Thursday, September 14, 2006

Because Eddy asked.

I downloaded Pat Benatar's "We Belong" recently. It's quite possibly my all-time favorite pop song. I listen to it on my walk to work; it gears me up for a full day of lawyering. The tune reminds me of when I was passionate about life, or as I like to say, fucking crazy. I don't think I've ever told anyone this--aside from Claire--but the night that one of my ex-girlfriends broke up with me, I jimmyed my way into her building with a credit card, in the hope that my persistence would lead to some sort of reconciliation. It didn't, imagine that. Which, as it turns out, was fine. Because had we reconciled, I'd likely be less than two years away from paying my first child-support payment. But in any case, I miss my former self, if only because he had the capacity for great emotion.

I've been much more ambivalent about my life's calling lately. For the past year, I'd been operating on the presumption that I was going to make partner and practice the law for the next two or three decades. I don't know what happened exactly, and I don't think it was the expiration of my twenties, but I've been considering, more and more seriously, a hasty departure from the law. My closest friend at work is probably a bad influence. He's someone who's never felt the sense of desperation that comes with leaving behind a good paying job for the unknown. It's not that I'm fearful of washing out. At this point, partnership is more a matter of wanting it to a greater degree than the competition, and being willing to make the sacrifices that are expected of you. But kids, apparently, enjoy the human touch. That, and I don't like the stress. It kills me that I'm required to worry so much about stupid fucking bullshit that, from an objective standpoint, doesn't mean jack shit to the client. The devil is ostensibly in the details, which should make sense, but guess what--it doesn't. When your client's defending 200 depositions for a lawsuit and 80% of the deponents are fucking nobodies, the thirty hours in two days that you killed yourself to bill while preparing one of those nobody's deposition outline isn't going to make a lick's difference when, 30 months from now, the case gets settled before trial.

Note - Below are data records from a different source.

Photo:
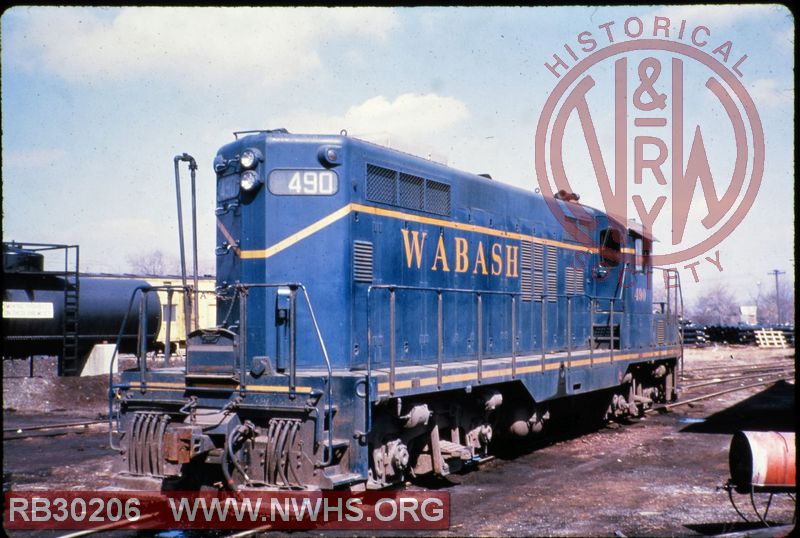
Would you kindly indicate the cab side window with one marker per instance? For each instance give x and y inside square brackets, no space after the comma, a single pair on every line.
[610,248]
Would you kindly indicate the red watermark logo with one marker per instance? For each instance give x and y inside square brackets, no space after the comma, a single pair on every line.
[263,510]
[654,113]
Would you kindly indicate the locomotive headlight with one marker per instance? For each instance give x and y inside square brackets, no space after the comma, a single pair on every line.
[249,158]
[249,180]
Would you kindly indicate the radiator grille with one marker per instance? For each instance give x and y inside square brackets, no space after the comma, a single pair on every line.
[538,271]
[362,261]
[411,192]
[526,264]
[660,331]
[574,280]
[406,190]
[437,197]
[552,274]
[381,185]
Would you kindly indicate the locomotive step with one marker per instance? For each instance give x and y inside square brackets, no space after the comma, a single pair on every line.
[454,450]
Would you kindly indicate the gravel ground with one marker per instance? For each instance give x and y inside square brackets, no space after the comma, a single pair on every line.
[658,476]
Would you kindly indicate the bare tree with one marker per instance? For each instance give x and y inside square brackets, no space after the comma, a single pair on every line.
[767,306]
[716,307]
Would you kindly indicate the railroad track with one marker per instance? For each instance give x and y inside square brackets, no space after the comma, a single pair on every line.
[705,381]
[48,430]
[666,407]
[775,362]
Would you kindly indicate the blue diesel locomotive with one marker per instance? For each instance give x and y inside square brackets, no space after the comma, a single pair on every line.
[382,317]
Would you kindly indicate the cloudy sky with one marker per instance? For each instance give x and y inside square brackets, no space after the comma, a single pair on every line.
[95,103]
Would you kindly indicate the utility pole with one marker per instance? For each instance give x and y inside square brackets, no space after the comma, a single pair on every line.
[777,295]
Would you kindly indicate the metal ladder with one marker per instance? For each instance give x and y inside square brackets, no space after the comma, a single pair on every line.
[69,364]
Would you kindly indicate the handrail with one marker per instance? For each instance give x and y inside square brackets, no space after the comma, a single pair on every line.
[185,157]
[293,287]
[241,290]
[513,295]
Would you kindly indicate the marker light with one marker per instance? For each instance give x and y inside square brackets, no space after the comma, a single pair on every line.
[248,159]
[249,180]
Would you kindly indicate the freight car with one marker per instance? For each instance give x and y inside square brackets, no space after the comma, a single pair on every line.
[382,317]
[61,312]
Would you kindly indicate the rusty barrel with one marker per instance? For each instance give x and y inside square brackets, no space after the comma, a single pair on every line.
[763,461]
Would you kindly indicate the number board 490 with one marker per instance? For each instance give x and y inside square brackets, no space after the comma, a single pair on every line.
[303,182]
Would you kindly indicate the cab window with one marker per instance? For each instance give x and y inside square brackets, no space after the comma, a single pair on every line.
[610,253]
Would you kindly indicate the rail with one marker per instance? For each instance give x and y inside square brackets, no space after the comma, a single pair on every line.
[570,300]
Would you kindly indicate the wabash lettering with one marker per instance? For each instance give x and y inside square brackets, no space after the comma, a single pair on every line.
[455,255]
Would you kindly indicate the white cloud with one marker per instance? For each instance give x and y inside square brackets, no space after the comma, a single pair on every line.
[785,39]
[33,158]
[411,122]
[769,92]
[221,44]
[714,15]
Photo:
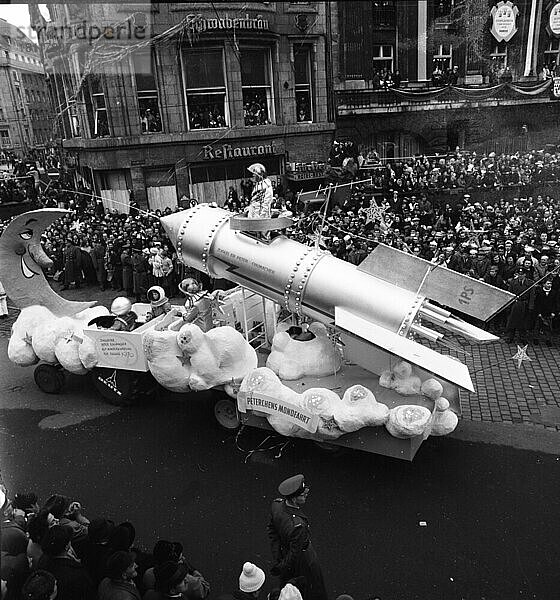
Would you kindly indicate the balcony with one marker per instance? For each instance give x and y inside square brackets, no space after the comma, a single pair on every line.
[383,17]
[372,101]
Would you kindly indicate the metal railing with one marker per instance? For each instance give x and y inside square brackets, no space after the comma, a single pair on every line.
[372,98]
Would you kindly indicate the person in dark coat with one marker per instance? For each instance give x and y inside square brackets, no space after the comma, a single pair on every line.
[251,581]
[126,261]
[40,585]
[140,268]
[119,583]
[14,567]
[98,257]
[73,580]
[72,265]
[96,549]
[520,311]
[546,309]
[290,539]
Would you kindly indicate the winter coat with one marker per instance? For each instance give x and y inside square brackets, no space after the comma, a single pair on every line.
[73,581]
[126,261]
[72,257]
[139,274]
[110,589]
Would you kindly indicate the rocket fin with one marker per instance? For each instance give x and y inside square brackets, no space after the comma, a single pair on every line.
[443,366]
[443,285]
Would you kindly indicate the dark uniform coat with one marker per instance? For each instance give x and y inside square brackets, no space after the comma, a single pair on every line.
[126,262]
[545,304]
[292,551]
[519,314]
[72,264]
[140,269]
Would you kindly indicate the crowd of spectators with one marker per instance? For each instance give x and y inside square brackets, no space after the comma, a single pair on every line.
[487,239]
[54,551]
[255,108]
[383,79]
[464,170]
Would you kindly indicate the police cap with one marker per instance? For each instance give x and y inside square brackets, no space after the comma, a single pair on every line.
[292,486]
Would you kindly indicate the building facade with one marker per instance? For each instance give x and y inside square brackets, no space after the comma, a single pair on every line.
[173,99]
[426,76]
[25,113]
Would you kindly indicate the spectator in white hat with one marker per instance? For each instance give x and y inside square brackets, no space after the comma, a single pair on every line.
[251,581]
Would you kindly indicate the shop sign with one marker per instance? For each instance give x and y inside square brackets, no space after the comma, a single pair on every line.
[556,87]
[553,25]
[270,405]
[504,21]
[299,171]
[227,151]
[201,24]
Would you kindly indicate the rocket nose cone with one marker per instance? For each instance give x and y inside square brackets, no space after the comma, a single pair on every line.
[172,224]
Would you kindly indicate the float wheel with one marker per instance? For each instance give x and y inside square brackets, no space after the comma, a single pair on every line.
[49,378]
[332,449]
[123,388]
[225,412]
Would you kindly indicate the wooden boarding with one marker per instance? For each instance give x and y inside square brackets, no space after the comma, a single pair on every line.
[443,285]
[245,224]
[376,440]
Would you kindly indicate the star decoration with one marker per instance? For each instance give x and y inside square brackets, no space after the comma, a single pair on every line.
[374,213]
[217,303]
[521,355]
[329,424]
[184,360]
[474,235]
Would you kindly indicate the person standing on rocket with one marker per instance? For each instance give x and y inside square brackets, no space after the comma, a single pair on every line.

On the other hand, I consider my friend to be a little spoiled by life. No workplace is perfect, that's why it's fucking work. And there are a lot of shittier things to do for a boatload of money than lawyering. It's funny how we only remember certain random things about our lives; how we let specific and otherwise nondistinct events define us. I had this conversation a long time ago with a law firm associate who was more junior than I am now, when I was a law office monkey. I was bitching about bates-labeling and how it was beneath me. The attorney had been a friend of mine and his reaction was not expected. He reamed me out. In his opinion, I was being a whiny little bitch--nobody was making me work this job and while I was here, I might as well be grateful and do a good job of it. I was doing better than the poor bastards working the lunch shift at the lake forest burger king, and those dudes had families to care for. He told me to ball up and shut my yap. Which stays with me to this day. So who knows. If years from now, I'm able to co-own a yacht with any of you, know that 50% of your luxury vessel was underwritten by my soul's demise.

1 Comments:

Blogger jodyann said...

One of my friends out here in the bay area that is a lawyer is actually bailing out of her ">$200,000" job to go back to school to get her PhD in English. You only live once. Guess you gotta do what makes you happy. Then again, look at me. I'm in b-school and considering joining the ranks of investment banking.